I maintain that we must distinguish among declarative sentences, their linguistic meanings, and the propositions expressed by tokenings of declarative sentences by speakers in definite contexts. Furthermore, I maintain that propositions, not linguistic meanings, are the vehicles of the truth-values. Here are four declarative sentences in four different languages, English, German, Turkish, and Latin: I love you; Ich liebe dich; Seni seviyorum; Te amo.
Clearly, each of these sentences can be used to express many different thoughts or propositions. If Jack says 'I love you' to Jill, the proposition expressed is different from the proposition expressed if Bill says 'I love you' to Hill. Since one and the same sentence type can be used to express different propositions, it follows that sentence types are distinct from propositions.
We must also distinguish between a sentence type and its linguistic meaning, the meaning it has in virtue of the conventions of the language to which the sentence type belongs. The four sentences displayed above have the same meaning. Since one and the same meaning is possessed by these four different sentence types, it follows that linguistic meanings are distinct from sentence types. It follows from the two points just made that linguistic meanings are distinct from propositions. One proof of this is that one can have a complete understanding of the linguistic meaning of a sentence without knowing any proposition that the sentence has ever expressed. Let me explain.

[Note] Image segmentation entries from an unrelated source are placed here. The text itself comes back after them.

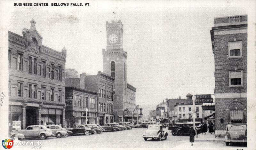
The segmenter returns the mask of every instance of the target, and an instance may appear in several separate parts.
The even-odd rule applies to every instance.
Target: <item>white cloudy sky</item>
[[[148,109],[188,93],[214,94],[214,18],[247,13],[238,1],[78,2],[91,6],[13,7],[6,2],[8,30],[22,35],[33,17],[43,45],[68,50],[66,67],[94,75],[103,70],[106,21],[121,20],[128,81],[137,88],[137,104],[153,106]]]

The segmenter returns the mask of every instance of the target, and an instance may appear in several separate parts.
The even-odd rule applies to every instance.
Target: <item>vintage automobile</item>
[[[141,127],[141,124],[140,123],[137,123],[134,126],[135,128],[140,128]]]
[[[105,131],[105,130],[103,129],[103,128],[102,127],[101,127],[101,126],[99,124],[94,124],[96,125],[96,126],[97,126],[99,127],[99,129],[100,129],[100,130],[101,130],[101,132],[104,132]]]
[[[162,139],[166,139],[168,133],[163,129],[163,126],[160,125],[151,124],[148,125],[146,131],[142,136],[144,140],[146,141],[148,138],[156,138],[161,141]]]
[[[59,125],[47,125],[45,126],[47,128],[51,129],[52,133],[54,134],[54,136],[57,138],[61,138],[62,136],[67,136],[68,135],[68,132],[70,134],[72,134],[72,132],[67,131]]]
[[[150,124],[151,124],[151,123],[149,122],[142,122],[140,124],[140,126],[142,128],[147,128],[148,127],[148,125],[150,125]]]
[[[125,124],[124,123],[124,122],[118,122],[118,123],[117,123],[117,124],[118,124],[118,125],[121,125],[124,126],[125,127],[126,127],[126,128],[127,128],[127,130],[130,130],[130,129],[131,129],[131,128],[130,127],[130,126],[129,126],[129,125],[128,125],[128,124]]]
[[[127,128],[126,126],[123,126],[123,125],[119,125],[118,124],[117,124],[117,123],[115,123],[115,122],[113,123],[114,124],[116,124],[116,125],[117,126],[118,126],[119,127],[119,128],[120,129],[119,130],[120,131],[122,131],[122,130],[127,130]]]
[[[102,126],[101,127],[102,127],[105,131],[116,131],[117,130],[120,130],[119,127],[113,123],[106,123],[105,124],[105,125]]]
[[[129,125],[129,126],[130,126],[130,127],[132,129],[132,128],[134,128],[134,125],[133,125],[132,124],[132,123],[130,122],[124,122],[124,123],[128,124]]]
[[[85,127],[89,128],[93,130],[93,134],[97,134],[101,132],[101,130],[95,124],[84,124]]]
[[[201,122],[196,122],[196,125],[198,125]],[[171,127],[172,134],[173,135],[180,136],[182,135],[188,135],[188,130],[190,129],[190,126],[193,126],[193,122],[176,122],[174,126]],[[197,130],[196,132],[198,134],[200,133],[200,130]]]
[[[78,134],[84,134],[85,135],[88,135],[90,134],[94,133],[94,131],[89,128],[85,127],[83,124],[77,124],[73,128],[67,128],[68,131],[72,131],[73,133],[69,134],[69,135],[77,135]]]
[[[28,126],[26,129],[18,130],[19,139],[39,138],[41,139],[44,139],[51,136],[54,136],[52,130],[45,126],[42,125],[33,125]],[[15,139],[15,131],[11,133],[11,138]]]
[[[225,142],[228,146],[231,143],[247,143],[247,125],[245,123],[228,124],[225,134]]]

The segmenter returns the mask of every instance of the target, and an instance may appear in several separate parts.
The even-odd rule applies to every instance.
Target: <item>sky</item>
[[[137,88],[136,103],[147,114],[166,98],[185,98],[188,93],[214,94],[210,34],[214,18],[247,13],[243,3],[236,1],[156,2],[11,6],[8,28],[22,35],[33,18],[43,45],[59,51],[65,46],[68,50],[66,67],[92,75],[103,70],[106,21],[121,20],[124,49],[128,53],[128,82]]]

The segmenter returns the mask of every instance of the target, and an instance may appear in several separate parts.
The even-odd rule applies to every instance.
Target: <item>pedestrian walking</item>
[[[204,122],[204,124],[203,125],[203,132],[204,133],[204,134],[206,134],[206,132],[207,132],[207,124],[206,124],[205,122]]]
[[[193,143],[195,142],[195,136],[196,135],[196,130],[193,129],[193,126],[190,127],[191,129],[188,130],[189,134],[189,142],[191,143],[191,146],[193,146]]]
[[[209,133],[211,133],[211,134],[212,134],[212,132],[214,132],[213,130],[213,124],[212,122],[210,122],[209,125],[208,126],[208,129],[209,130]]]

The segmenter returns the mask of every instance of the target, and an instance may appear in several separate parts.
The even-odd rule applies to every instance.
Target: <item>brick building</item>
[[[217,136],[228,122],[247,121],[247,15],[216,18],[211,30]]]
[[[99,91],[97,113],[100,125],[114,122],[114,77],[100,71],[97,75],[85,76],[84,88]]]
[[[23,36],[9,32],[9,124],[20,121],[21,128],[35,124],[66,126],[65,70],[67,50],[42,44],[30,22]]]
[[[66,120],[68,126],[97,123],[98,91],[85,89],[85,75],[66,79]],[[88,110],[87,117],[86,110]]]
[[[132,119],[131,117],[124,116],[125,111],[138,114],[136,109],[136,88],[127,83],[127,54],[123,48],[123,28],[120,20],[106,22],[107,49],[102,50],[103,72],[115,77],[113,104],[116,122]],[[136,118],[134,117],[134,119]]]
[[[185,104],[192,102],[192,95],[188,93],[186,96],[187,99],[181,99],[179,97],[179,99],[165,99],[167,104],[167,111],[168,112],[168,117],[170,119],[172,119],[174,114],[174,106],[176,104]]]

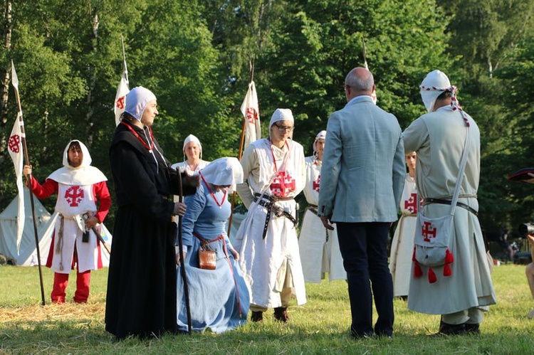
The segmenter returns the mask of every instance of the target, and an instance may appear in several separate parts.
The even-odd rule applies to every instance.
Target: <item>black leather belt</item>
[[[439,203],[441,205],[449,205],[450,206],[451,203],[452,203],[452,201],[451,200],[442,200],[441,198],[432,198],[431,197],[427,197],[423,199],[424,205],[428,205],[430,203]],[[456,202],[456,206],[458,207],[461,207],[462,208],[466,209],[467,211],[474,214],[475,216],[478,216],[478,211],[473,208],[472,207],[467,206],[466,204],[462,202]]]
[[[261,198],[260,198],[261,197]],[[277,201],[290,201],[293,200],[293,197],[276,197],[271,195],[266,195],[256,193],[254,194],[254,202],[257,202],[258,205],[267,208],[267,215],[265,216],[265,225],[263,226],[263,233],[261,235],[261,238],[265,239],[267,235],[267,228],[269,226],[269,221],[271,220],[271,212],[273,211],[273,206]],[[293,222],[295,228],[297,228],[298,221],[291,216],[291,213],[283,211],[281,208],[278,208],[275,211],[275,216],[277,217],[286,217],[289,221]]]

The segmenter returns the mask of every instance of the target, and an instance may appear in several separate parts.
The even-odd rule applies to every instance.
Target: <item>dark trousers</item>
[[[372,296],[378,313],[374,332],[380,336],[393,333],[393,282],[387,265],[389,224],[336,223],[343,266],[348,277],[352,316],[350,329],[355,337],[373,334]]]

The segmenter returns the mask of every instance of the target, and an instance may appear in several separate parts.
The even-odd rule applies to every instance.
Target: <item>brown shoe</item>
[[[288,307],[277,307],[274,309],[274,319],[282,323],[287,323],[289,320],[288,317]]]
[[[252,314],[251,314],[251,322],[253,322],[255,323],[263,322],[263,312],[261,311],[252,311]]]

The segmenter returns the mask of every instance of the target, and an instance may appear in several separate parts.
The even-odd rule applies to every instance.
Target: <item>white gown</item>
[[[284,166],[283,163],[288,154]],[[273,157],[278,171],[286,173],[288,181],[285,182],[288,190],[286,196],[295,197],[304,188],[305,166],[300,144],[288,140],[287,144],[280,149],[271,146],[267,139],[251,144],[241,158],[244,176],[248,184],[237,186],[239,196],[248,208],[248,212],[233,241],[234,248],[239,252],[239,265],[251,291],[251,303],[272,308],[283,307],[281,292],[287,287],[290,287],[298,304],[306,302],[295,226],[288,218],[276,217],[271,212],[263,239],[267,210],[253,201],[253,192],[265,191],[269,195],[275,192],[271,189],[276,174]],[[295,200],[279,201],[276,204],[293,217],[295,216]],[[281,285],[281,280],[284,279],[285,275],[289,276],[286,277],[286,284]]]
[[[397,224],[389,254],[389,271],[393,278],[393,296],[408,295],[412,255],[414,251],[416,216],[417,216],[417,188],[415,179],[406,174],[404,190],[400,203],[402,216]]]
[[[322,162],[315,157],[306,157],[305,161],[304,196],[308,203],[313,206],[310,206],[304,214],[298,238],[304,280],[306,282],[320,283],[325,272],[328,272],[330,281],[347,280],[337,233],[335,229],[326,229],[320,218],[317,216]]]

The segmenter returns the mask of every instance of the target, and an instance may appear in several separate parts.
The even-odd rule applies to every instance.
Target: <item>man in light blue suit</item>
[[[406,174],[402,131],[393,115],[373,103],[371,72],[355,68],[345,84],[347,103],[328,118],[318,211],[325,227],[337,223],[352,335],[391,337],[393,284],[387,248]],[[373,296],[378,312],[374,329]]]

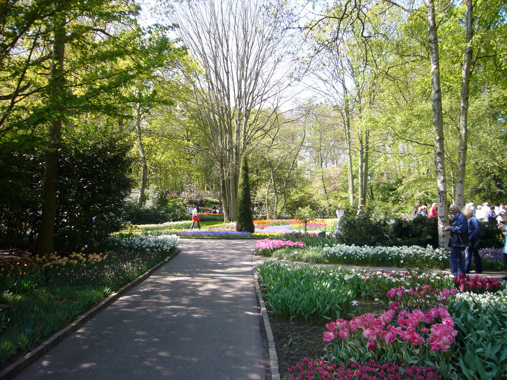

Suppose a Spanish speaker learning English learns that 'Mary loves Carl' means the same as 'Mary ama a Carl.' The Spanish speaker then fully understands the linguistic meaning of 'Mary loves Carl' but without needing to know any proposition, any truth or falsehood, that the English sentence has ever expressed. (See Castaneda, Thinking and Doing, p. 35) Therefore, the linguistic meaning of a declarative sentence is distinct from the proposition expressed by the sentence on some occasion of the sentence's use. Some, blinded by the nominalist fear of reification, cannot admit this obvious distinction between linguistic meaning and proposition. One nominalist writes, "In summary, the meaning of a sentence is what it says, what it says is true or false, ergo the meaning of a sentence is a 'truth bearer'." The argument is this:
1. The meaning of a sentence is what it says.
2. What a sentence says is either true or false. Therefore,
3. The meaning of a sentence is either true or false.
The argument equivocates on 'what it says.' If premise (2) is true, then what a declarative sentence says is identical to the proposition it expresses. It is important to realize that I am not assuming any particular theory of propositions. Thus I am not assuming that they are Platonic entities. I am simply insisting that we need to distinguish between the linguistic meaning of a sentence (the meaning it has in virtue of the conventions of the language to which it belongs) and the proposition a sentence expresses when the sentence is uttered or otherwise tokened by a person in a definite situation. But in premise (1), the linguistic meaning of a sentence is identified with what it says. Thus 'what it says' is being used in two different ways, which fact destroys the validity of the argument. If a proponent of the argument says I am begging the question against him, I reply that he is failing to admit an obvious distinction. The distinction is not original with me. It ought to be visible to anyone. If an a priori commitment to nominalism blinds one to so obvious a distinction, then so much the worse for an a priori commitment to nominalism.